Líderes iranianos a levar negociações "cada vez mais a sério"
O Presidente norte-americano, Donald Trump, afirmou hoje que os líderes iranianos estão a levar "cada vez mais a sério" as negociações para pôr fim ao conflito.
"Acho que estão cada vez mais a levar a sério [as negociações] com o passar dos dias, talvez por uma razão óbvia", disse Trump aos jornalistas na Sala Oval da Casa Branca.
"Mas isso não significa que vamos conseguir. Veremos o que acontece. Mas prefiro sempre esta alternativa", disse Trump, que ameaçou esta semana destruir pontes e instalações elétricas no Irão, incluindo na capital, Teerão, caso a Guarda Revolucionária continue a atacar petroleiros no estreito de Ormuz.
Os confrontos entre Teerão e Washington recomeçaram em 07 de julho, concentrando-se no estreito de Ormuz, uma via navegável estratégica para o comércio global de petróleo.
Washington recusa permitir que Teerão mantenha o controlo que estabeleceu sobre esta rota marítima desde o início da guerra.
Segundo Trump, o seu executivo está "totalmente preparado e pronto para agir", mas está a falar com a liderança da República Islâmica.
O Presidente norte-americano insistiu que os iranianos por vezes "não querem admitir que desejam chegar" a uma resolução para o conflito, que se intensificou nas últimas duas semanas com ataques contínuos.
"Querem jogar duro, mas querem chegar a um acordo. Estamos a falar com eles agora", acrescentou.
Recusou ainda estar sob pressão por causa das próximas eleições intercalares de novembro, enquanto a escalada do preço do petróleo alimenta receios de subida da inflação, que poderá gerar rejeição dos eleitores em relação a Trump e aos republicanos.
Pelo menos 18 militares norte-americanos morreram na guerra, quatro deles na recente escalada do conflito.

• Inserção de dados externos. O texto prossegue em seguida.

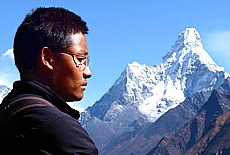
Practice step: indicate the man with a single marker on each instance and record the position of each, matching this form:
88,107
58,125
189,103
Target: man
51,55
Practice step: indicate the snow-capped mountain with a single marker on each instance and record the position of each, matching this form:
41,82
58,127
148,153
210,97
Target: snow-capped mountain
3,92
147,92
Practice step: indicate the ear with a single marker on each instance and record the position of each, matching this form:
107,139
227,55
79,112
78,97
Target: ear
46,57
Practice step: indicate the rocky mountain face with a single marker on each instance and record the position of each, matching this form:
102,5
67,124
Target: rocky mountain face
146,137
3,92
142,95
208,133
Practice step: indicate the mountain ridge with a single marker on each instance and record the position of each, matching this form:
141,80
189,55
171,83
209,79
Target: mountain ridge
144,93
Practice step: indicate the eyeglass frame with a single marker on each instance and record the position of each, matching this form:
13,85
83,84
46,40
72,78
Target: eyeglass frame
75,56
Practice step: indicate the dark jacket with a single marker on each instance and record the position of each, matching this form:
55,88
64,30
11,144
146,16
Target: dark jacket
44,130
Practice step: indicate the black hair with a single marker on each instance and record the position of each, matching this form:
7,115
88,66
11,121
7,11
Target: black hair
50,27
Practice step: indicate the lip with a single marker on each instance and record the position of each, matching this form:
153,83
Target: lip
83,86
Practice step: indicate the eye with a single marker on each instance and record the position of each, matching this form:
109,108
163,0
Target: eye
81,59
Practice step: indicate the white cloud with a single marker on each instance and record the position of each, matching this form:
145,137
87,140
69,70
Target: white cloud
8,53
74,106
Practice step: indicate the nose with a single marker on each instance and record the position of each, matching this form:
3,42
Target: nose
87,73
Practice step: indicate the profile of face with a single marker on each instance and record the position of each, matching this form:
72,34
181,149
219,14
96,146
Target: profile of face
71,70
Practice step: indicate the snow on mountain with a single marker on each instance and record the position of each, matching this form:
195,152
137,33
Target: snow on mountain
3,92
147,92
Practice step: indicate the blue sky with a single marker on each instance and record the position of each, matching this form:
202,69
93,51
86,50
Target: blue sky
123,31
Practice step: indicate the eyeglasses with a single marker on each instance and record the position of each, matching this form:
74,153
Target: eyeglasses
81,61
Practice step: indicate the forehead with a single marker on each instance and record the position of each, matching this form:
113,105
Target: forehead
79,45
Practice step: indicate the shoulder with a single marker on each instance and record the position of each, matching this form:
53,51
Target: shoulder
61,132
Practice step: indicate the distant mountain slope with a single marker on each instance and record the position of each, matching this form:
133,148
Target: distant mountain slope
3,92
202,134
147,137
144,93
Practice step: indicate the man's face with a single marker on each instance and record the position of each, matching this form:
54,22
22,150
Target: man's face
69,78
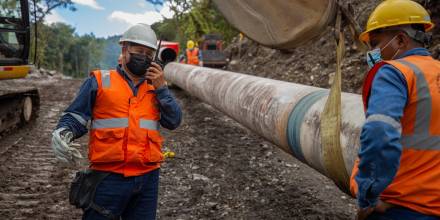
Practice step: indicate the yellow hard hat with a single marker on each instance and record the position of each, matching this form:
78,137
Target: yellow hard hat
190,44
396,12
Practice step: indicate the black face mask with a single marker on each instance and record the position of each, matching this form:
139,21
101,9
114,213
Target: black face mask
138,64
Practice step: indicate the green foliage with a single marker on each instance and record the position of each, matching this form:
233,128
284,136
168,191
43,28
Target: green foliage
59,48
192,19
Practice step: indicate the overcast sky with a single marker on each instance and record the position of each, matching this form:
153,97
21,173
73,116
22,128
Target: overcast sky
109,17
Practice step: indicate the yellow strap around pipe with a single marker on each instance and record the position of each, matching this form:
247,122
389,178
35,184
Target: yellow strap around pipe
331,121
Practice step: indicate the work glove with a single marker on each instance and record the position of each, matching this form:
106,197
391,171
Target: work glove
62,146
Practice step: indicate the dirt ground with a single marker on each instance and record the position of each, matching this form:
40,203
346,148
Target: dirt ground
223,171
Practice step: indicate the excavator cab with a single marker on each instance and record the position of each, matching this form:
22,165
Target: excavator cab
14,38
18,103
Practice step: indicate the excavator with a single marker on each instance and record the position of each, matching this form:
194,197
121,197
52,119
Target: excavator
19,104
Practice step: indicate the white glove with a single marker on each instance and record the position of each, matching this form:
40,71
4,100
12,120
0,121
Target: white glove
62,146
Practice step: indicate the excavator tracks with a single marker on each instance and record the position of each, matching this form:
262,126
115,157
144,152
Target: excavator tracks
18,106
33,185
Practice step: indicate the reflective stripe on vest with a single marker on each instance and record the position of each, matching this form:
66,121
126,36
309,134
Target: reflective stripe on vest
105,74
149,124
421,138
385,119
123,123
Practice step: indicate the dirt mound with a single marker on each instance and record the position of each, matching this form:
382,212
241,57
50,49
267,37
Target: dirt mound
314,63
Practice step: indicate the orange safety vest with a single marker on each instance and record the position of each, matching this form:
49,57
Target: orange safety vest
124,134
192,56
417,183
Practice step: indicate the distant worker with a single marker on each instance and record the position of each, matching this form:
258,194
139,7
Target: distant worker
125,113
397,175
192,54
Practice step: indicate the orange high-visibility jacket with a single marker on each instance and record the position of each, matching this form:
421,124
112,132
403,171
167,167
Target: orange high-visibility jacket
192,56
124,134
417,182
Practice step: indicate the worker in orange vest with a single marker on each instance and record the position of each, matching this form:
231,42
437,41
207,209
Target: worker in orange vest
397,174
192,54
125,108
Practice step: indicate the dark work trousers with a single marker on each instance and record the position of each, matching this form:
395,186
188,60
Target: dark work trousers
400,213
131,198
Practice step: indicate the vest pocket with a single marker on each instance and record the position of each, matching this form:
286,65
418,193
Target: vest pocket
107,145
154,145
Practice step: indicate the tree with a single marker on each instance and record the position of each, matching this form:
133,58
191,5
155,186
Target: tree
45,7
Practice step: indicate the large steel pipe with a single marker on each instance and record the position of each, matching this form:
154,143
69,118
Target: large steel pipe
286,114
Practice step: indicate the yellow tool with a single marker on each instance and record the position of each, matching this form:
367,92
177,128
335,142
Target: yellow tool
169,154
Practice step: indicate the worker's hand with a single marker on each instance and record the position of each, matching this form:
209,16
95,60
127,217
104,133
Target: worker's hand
155,74
382,207
363,213
63,147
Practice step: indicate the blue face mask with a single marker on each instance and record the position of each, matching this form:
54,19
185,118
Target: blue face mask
375,56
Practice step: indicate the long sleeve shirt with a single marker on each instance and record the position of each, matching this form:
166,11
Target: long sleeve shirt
381,148
76,116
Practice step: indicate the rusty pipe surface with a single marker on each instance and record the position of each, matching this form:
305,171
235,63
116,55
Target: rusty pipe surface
286,114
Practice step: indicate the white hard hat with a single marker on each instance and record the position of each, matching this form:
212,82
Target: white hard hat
140,34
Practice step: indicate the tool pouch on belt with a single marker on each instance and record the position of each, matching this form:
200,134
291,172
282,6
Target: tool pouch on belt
83,188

Na quinta-feira, Trump disse ao site de notícias Axios que está a considerar lançar um "ataque maciço" contra a República Islâmica, maior do que a ofensiva lançada pelos Estados Unidos e Israel a 28 de fevereiro, que levou à atual guerra.
Hoje, segundo o The New York Times, Trump reuniu-se com os seus principais conselheiros para avaliar se deve intensificar a guerra contra o Irão.
O Times noticiou esta semana, citando fontes anónimas, que o Irão rejeitou uma proposta de cessar-fogo transmitida por Trump, através do primeiro-ministro iraquiano, Ali al-Zaidi.
Depois de se ter reunido com Trump na Casa Branca, a 14 de julho, Al-Zaidi deslocou-se ao Irão e reuniu-se com o Presidente Masoud Pezeshkian, principal negociador da República Islâmica, com o brigadeiro-general Mohammad Bagher Ghalibaf, e com o Ministro dos Negócios Estrangeiros, Abbas Araghchi.
Segundo o diário norte-americano, Teerão rejeitou a proposta especificamente porque deixava a situação do estreito de Ormuz por resolver e, separadamente, rejeitou a própria mediação iraquiana, dizendo que "já existem intermediários suficientes".
Contudo, o governo iraquiano negou publicamente a versão do Times, também não confirmada por Teerão, que através do Ministério dos Negócios Estrangeiros disse apenas que Washington tinha "proposto" algo sem abordar esta questão central.